Definition: Was bedeutet Cultural Fit?

Was ist überhaupt Unternehmenskultur? Jeder, der in mehr als einem Unternehmen gearbeitet hat, hat erlebt, dass sich Unternehmen nicht nur in der Art der Produkte und der Organisation unterscheiden, sondern auch in der Arbeitsatmosphäre und der Art, wie Mitarbeiter miteinander umgehen.

Unter „Unternehmenskultur“ versteht man die Summe der ausgesprochenen und – in der Mehrzahl unausgesprochenenRegeln und Gewohnheiten, an denen sich alle Mitarbeiter orientieren. Das sind also die Wertvorstellungen, die Dinge, die man als Mitarbeiter macht oder nicht macht, die Art der Kommunikation und des Umgangs miteinander.

Man kann davon ausgehen, dass die impliziten Regeln einen größeren Einfluss auf die Unternehmenskultur haben als die expliziten. Häufig stehen beide sogar im Widerspruch. So haben viele Unternehmen auf ihrer Homepage Aussagen wie, „Wir fördern Frauen in besonderer Weise und sind bestrebt, den Frauenanteil im Management zu erhöhen.”
In der Realität werden dann aber doch häufig gleich qualifizierte männliche Mitarbeiter befördert (mit Argumenten wie, „bei der Bewerberin weiß man ja nicht, ob sie bald schwanger wird und dann ausfällt“).

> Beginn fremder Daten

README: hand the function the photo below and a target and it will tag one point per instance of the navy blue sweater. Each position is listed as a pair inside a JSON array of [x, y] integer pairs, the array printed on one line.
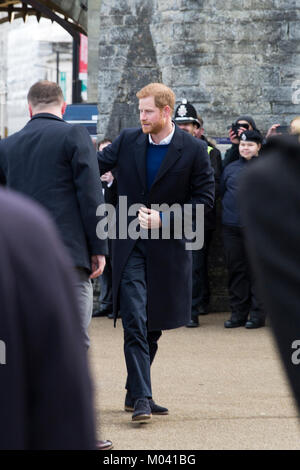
[[155, 155]]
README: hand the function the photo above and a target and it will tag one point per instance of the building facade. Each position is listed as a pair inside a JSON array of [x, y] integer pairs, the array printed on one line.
[[228, 58]]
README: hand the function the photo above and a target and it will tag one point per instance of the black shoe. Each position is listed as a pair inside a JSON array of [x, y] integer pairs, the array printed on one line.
[[202, 310], [234, 323], [99, 313], [142, 410], [102, 312], [193, 323], [155, 409], [251, 324]]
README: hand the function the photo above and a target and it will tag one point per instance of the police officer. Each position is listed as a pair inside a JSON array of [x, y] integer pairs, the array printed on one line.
[[187, 119]]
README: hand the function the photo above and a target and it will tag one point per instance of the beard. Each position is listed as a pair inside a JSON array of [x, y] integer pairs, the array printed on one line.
[[153, 128]]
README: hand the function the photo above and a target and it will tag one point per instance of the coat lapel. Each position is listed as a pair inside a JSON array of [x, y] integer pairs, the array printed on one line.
[[173, 153], [140, 154]]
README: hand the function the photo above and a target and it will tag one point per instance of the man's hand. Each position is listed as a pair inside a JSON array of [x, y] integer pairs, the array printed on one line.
[[108, 177], [272, 130], [98, 264], [149, 218]]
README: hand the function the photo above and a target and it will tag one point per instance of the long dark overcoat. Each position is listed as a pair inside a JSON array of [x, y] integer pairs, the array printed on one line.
[[55, 163], [185, 175]]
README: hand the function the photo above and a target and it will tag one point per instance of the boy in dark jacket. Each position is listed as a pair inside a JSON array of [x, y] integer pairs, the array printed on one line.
[[242, 291]]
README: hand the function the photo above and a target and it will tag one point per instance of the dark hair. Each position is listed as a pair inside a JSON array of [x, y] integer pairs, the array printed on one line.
[[104, 141], [44, 92]]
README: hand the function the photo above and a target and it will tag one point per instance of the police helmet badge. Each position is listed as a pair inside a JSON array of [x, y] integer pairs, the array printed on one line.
[[182, 111]]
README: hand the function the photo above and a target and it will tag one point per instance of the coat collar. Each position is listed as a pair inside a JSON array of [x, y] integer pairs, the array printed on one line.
[[45, 116], [173, 153]]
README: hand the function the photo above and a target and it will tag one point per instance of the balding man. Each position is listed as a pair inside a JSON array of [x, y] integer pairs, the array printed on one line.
[[55, 163]]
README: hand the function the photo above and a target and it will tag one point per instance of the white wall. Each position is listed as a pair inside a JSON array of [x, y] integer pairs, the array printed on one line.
[[29, 58]]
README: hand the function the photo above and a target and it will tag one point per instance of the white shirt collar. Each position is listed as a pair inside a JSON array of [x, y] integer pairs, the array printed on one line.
[[166, 140]]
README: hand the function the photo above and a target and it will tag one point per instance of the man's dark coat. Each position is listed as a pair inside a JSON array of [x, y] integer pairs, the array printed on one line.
[[55, 163], [270, 200], [45, 388], [184, 176]]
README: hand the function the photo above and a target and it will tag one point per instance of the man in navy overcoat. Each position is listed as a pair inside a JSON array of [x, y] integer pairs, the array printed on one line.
[[157, 163]]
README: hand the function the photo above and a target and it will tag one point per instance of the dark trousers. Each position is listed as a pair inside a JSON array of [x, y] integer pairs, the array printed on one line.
[[201, 292], [140, 345], [105, 281], [241, 283]]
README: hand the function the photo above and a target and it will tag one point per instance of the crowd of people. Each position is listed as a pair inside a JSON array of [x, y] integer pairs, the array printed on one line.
[[152, 284]]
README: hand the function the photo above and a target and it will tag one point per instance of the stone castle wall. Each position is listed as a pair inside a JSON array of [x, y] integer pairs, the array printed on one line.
[[227, 58]]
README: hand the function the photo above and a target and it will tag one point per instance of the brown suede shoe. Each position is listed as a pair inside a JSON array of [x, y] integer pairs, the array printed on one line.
[[104, 445]]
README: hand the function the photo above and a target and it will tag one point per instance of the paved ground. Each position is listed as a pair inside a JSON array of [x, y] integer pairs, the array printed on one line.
[[225, 389]]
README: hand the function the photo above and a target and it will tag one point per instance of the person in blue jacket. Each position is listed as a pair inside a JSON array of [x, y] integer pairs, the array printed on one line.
[[241, 285]]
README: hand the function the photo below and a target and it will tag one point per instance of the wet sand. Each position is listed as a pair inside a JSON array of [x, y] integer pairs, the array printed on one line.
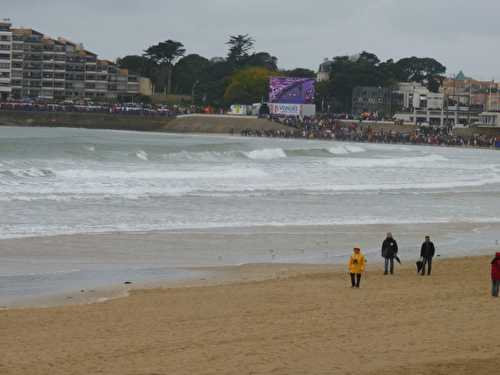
[[304, 320]]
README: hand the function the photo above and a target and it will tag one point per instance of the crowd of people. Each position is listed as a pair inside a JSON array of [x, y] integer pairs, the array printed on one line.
[[90, 107], [389, 252], [333, 128]]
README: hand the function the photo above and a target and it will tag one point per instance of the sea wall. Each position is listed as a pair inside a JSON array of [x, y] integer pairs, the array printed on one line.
[[83, 120], [220, 124], [183, 124]]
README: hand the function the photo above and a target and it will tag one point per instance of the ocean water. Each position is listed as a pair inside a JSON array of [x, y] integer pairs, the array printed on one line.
[[58, 181], [67, 181]]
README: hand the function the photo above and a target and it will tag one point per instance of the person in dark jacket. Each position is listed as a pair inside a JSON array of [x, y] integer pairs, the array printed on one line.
[[427, 253], [495, 275], [389, 252]]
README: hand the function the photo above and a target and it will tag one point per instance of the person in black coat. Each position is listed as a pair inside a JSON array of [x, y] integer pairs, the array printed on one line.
[[427, 253], [389, 252]]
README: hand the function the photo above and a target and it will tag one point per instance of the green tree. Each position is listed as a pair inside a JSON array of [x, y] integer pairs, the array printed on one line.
[[239, 46], [300, 73], [248, 86], [163, 55], [425, 70], [137, 64], [189, 72], [261, 59]]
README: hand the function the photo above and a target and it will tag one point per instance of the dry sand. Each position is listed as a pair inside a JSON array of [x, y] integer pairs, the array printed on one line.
[[304, 321]]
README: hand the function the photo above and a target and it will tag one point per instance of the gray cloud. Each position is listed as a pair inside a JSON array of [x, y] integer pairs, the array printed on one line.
[[461, 34]]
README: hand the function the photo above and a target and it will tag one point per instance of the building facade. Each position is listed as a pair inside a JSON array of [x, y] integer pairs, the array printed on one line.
[[369, 99], [33, 65], [5, 59]]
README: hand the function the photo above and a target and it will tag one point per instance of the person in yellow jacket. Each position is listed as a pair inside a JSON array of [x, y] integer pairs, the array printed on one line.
[[356, 266]]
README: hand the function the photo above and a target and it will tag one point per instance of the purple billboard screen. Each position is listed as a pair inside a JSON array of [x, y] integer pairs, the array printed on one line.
[[290, 90]]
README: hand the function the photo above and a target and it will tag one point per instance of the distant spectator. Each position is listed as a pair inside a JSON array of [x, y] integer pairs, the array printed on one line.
[[427, 252], [356, 267], [495, 275], [389, 252]]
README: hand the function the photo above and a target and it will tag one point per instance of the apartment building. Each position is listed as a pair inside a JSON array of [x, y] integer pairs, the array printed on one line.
[[33, 65], [5, 58]]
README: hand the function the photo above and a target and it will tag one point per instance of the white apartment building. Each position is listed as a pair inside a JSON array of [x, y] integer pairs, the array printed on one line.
[[33, 65], [5, 59]]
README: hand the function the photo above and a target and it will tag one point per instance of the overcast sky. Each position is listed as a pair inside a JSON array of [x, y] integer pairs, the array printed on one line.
[[461, 34]]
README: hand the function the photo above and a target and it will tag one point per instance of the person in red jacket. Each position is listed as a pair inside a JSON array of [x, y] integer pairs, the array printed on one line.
[[495, 275]]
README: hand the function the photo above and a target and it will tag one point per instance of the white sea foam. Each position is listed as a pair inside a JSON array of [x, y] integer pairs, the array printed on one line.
[[416, 162], [346, 149], [143, 155], [266, 154]]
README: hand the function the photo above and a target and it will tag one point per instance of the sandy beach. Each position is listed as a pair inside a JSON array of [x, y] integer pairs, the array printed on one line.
[[303, 320]]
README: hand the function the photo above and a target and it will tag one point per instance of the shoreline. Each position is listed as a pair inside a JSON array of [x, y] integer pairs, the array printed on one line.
[[194, 257], [298, 322]]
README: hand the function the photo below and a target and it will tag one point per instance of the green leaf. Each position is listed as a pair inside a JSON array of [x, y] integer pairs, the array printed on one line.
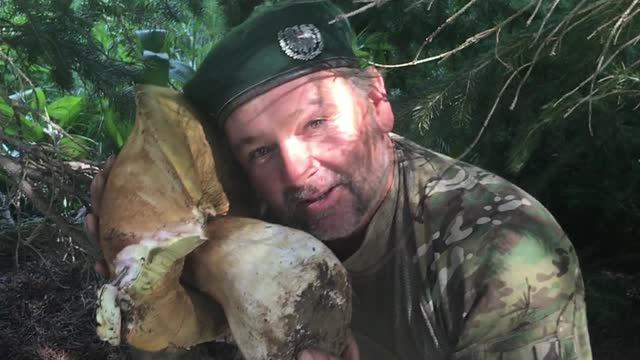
[[180, 71], [5, 109], [31, 130], [39, 100], [66, 110], [153, 40], [74, 149], [110, 118], [101, 33], [156, 68]]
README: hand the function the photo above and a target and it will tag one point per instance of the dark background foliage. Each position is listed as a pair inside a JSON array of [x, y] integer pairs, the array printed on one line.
[[546, 95]]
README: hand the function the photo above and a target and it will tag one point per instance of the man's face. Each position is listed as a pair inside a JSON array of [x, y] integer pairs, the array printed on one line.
[[317, 150]]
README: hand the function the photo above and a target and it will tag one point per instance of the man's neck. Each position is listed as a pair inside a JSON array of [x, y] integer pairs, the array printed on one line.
[[344, 248]]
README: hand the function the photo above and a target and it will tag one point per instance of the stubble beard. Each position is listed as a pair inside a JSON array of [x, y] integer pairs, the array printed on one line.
[[365, 192]]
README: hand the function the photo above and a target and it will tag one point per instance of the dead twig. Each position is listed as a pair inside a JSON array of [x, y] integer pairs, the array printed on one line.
[[451, 19], [493, 109], [468, 42]]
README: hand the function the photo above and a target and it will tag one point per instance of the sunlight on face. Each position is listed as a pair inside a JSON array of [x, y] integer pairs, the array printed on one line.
[[314, 150]]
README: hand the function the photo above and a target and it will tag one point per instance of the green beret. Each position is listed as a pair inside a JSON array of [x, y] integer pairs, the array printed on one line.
[[274, 45]]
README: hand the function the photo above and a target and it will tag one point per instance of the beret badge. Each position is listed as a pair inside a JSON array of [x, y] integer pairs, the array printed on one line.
[[301, 42]]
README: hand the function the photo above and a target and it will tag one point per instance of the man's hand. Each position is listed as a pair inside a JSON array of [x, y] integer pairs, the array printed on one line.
[[350, 352], [92, 220]]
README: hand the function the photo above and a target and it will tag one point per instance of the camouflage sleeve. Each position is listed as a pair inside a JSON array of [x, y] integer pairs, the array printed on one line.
[[505, 283]]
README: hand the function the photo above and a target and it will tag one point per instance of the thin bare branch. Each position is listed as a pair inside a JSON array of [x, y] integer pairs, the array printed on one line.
[[468, 42], [451, 19], [534, 13], [544, 22], [353, 13], [493, 109], [539, 50]]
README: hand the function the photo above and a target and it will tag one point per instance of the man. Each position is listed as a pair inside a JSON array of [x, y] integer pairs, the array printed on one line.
[[447, 261]]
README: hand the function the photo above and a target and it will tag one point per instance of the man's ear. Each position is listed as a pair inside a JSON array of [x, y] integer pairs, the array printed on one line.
[[378, 98]]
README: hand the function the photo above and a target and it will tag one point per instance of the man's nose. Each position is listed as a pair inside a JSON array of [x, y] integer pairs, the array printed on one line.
[[297, 162]]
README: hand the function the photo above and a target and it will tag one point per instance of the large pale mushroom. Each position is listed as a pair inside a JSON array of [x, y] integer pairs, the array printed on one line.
[[172, 213]]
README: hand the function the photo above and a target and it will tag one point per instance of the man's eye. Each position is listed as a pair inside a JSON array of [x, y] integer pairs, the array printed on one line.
[[260, 152], [314, 124]]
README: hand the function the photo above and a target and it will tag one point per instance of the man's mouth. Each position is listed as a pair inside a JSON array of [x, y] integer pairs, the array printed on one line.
[[317, 198]]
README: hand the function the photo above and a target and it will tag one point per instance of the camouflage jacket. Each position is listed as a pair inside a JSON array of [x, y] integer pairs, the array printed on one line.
[[458, 263]]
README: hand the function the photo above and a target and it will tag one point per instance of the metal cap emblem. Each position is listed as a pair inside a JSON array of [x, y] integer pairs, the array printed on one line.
[[301, 42]]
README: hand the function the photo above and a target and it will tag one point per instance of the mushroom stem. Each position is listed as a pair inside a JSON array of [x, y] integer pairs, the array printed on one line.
[[282, 290]]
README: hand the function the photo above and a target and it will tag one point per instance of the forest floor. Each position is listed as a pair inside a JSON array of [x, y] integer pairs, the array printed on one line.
[[47, 309]]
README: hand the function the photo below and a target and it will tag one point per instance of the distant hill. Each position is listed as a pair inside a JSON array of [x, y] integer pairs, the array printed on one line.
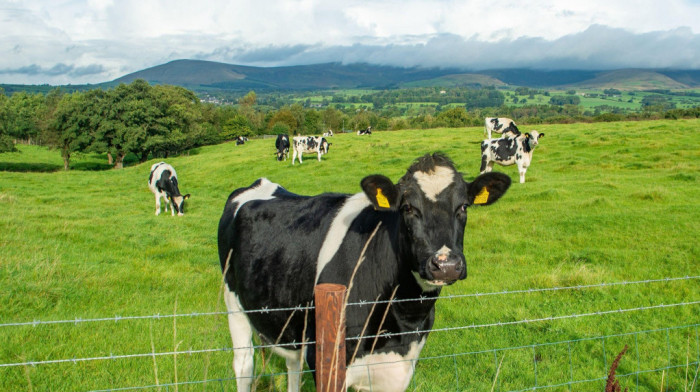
[[208, 76], [200, 75], [636, 79]]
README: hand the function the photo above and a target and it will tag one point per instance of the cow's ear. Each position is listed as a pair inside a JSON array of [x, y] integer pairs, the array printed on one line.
[[381, 192], [487, 188]]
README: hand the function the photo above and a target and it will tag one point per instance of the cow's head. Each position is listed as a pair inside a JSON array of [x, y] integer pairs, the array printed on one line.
[[178, 203], [533, 138], [432, 200], [325, 146]]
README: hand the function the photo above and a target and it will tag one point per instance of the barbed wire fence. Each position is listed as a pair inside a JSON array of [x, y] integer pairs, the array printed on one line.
[[529, 354]]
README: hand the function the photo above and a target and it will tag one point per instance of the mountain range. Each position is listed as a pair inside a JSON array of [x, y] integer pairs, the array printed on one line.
[[201, 75], [210, 77]]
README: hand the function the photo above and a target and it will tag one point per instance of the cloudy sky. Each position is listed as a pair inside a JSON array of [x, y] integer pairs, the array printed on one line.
[[93, 41]]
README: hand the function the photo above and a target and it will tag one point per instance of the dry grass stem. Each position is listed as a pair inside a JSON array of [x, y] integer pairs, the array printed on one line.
[[612, 384], [153, 351], [498, 371]]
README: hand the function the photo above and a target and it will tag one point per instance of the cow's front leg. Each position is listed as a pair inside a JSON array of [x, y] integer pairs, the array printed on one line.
[[521, 170], [157, 204]]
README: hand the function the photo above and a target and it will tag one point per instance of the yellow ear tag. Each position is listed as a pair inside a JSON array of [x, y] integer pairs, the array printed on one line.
[[382, 201], [482, 197]]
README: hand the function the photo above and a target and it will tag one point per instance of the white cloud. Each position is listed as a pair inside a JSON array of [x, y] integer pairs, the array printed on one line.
[[107, 38]]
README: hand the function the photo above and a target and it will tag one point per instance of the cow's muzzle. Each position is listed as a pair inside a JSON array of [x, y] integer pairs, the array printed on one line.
[[444, 269]]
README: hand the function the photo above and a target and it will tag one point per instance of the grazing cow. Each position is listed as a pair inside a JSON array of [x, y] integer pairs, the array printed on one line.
[[163, 183], [367, 131], [502, 125], [282, 145], [308, 145], [417, 249], [510, 150]]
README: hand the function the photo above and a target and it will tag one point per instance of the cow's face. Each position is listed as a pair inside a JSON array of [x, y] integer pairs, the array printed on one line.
[[179, 203], [533, 138], [325, 146], [432, 200]]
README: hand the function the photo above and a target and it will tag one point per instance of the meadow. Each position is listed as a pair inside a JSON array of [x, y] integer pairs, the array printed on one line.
[[597, 250]]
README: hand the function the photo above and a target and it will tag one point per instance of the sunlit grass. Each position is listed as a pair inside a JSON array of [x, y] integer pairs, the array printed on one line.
[[606, 202]]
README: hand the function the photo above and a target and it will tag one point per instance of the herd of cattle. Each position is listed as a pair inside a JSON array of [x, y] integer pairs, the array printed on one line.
[[412, 233]]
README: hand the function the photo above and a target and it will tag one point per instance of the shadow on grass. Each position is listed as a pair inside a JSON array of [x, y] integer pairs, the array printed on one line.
[[29, 167], [48, 167]]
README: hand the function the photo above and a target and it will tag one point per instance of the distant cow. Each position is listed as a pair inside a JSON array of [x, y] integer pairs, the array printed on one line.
[[275, 246], [308, 145], [510, 150], [367, 131], [282, 145], [500, 125], [163, 183]]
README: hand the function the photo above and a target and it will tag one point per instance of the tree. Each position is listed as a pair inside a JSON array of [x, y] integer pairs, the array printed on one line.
[[455, 117], [286, 117], [69, 131]]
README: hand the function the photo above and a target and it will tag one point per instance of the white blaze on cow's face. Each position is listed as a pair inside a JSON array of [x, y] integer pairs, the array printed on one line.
[[534, 138], [433, 183]]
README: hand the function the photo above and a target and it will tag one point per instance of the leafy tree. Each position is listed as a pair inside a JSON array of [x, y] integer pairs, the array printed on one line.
[[6, 143], [455, 117], [285, 116], [69, 131], [24, 115], [312, 122]]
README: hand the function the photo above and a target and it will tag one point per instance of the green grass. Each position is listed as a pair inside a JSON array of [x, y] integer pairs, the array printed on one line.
[[607, 202]]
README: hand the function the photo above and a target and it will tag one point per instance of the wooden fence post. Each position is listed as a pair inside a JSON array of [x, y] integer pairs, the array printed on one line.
[[330, 337]]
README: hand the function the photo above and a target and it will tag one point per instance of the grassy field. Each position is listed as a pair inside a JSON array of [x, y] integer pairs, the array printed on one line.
[[603, 203]]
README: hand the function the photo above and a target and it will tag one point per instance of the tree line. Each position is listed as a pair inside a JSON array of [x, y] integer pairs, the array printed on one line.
[[161, 120]]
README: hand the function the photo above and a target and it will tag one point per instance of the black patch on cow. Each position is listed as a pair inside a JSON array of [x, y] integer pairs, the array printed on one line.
[[282, 146], [504, 149], [495, 184], [381, 192]]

Offizielle und tatsächliche Unternehmenskultur

Was ist die „Identität eines Unternehmens"?

Unternehmen haben – wie Menschen – Persönlichkeiten. Die Identität eines Unternehmens ist das, was ein Unternehmen in der Wahrnehmung anderer einzigartig macht. Unternehmens-Identität setzt sich aus verschiedenen Aspekten zusammen – der Historie, den expliziten Regeln, dem Verhalten der Mitarbeiter und Führungskräfte, aber auch der Kommunikation nach außen (Selbstdarstellung des Unternehmens) und der grafischen Gestaltung von Logos, Werbung und Unterlagen (Corporate Design).
Diese Unternehmensidentität zieht dann bestimmte Menschen an – ähnlich wie Stars auf Basis des Bildes, das sie in er Öffentlichkeit abgeben, bestimmte Menschen als „Fans” anzieht.
Damit gibt es bei vielen Unternehmen von vornherein einen gewissen Cultural Fit, da viele der Bewerber sich bewusst bei Unternehmen bewerben, die (auf Basis des öffentlichen Bildes des Unternehmens) für sie interessant sind.

Elemente der Unternehmensidentität

Was ist „Unternehmenskultur”?

Die Unternehmenskultur wiederum entsteht aus verschiedenen Komponenten – angefangen mit der Person des Unternehmensgründers und dem Land oder der Region, in der das Unternehmen sich befindet, aber auch der Mission und den Leitlinien (Code of Conduct, Führungsleitlinien, etc.) des Unternehmens.
All das prägt die Art und Weise, wie die Menschen innerhalb des Unternehmens sich verhalten, was man machen darf und was nicht.

Besondere Bedeutung für die Unternehmenskultur kommt dem Verhalten des Top-Managements, bzw. des Gründers/Eigentümers zu, denn dessen Verhalten wird von den Mitarbeitern besonders aufmerksam beobachtet und interpretiert. Hierzu zwei Beispiele:

Ein Mitarbeiter beschwert sich beim obersten Chef über die unzureichende Klimatisierung in der Produktion. Der Chef antwortet: „Ihr seid bei der Arbeit, nicht im Urlaub, stellt Euch nicht so an!". Bei den Mitarbeitern, die das mitbekommen bleibt damit hängen, „den Führungskräften ist es egal, wie es den Mitarbeitern geht".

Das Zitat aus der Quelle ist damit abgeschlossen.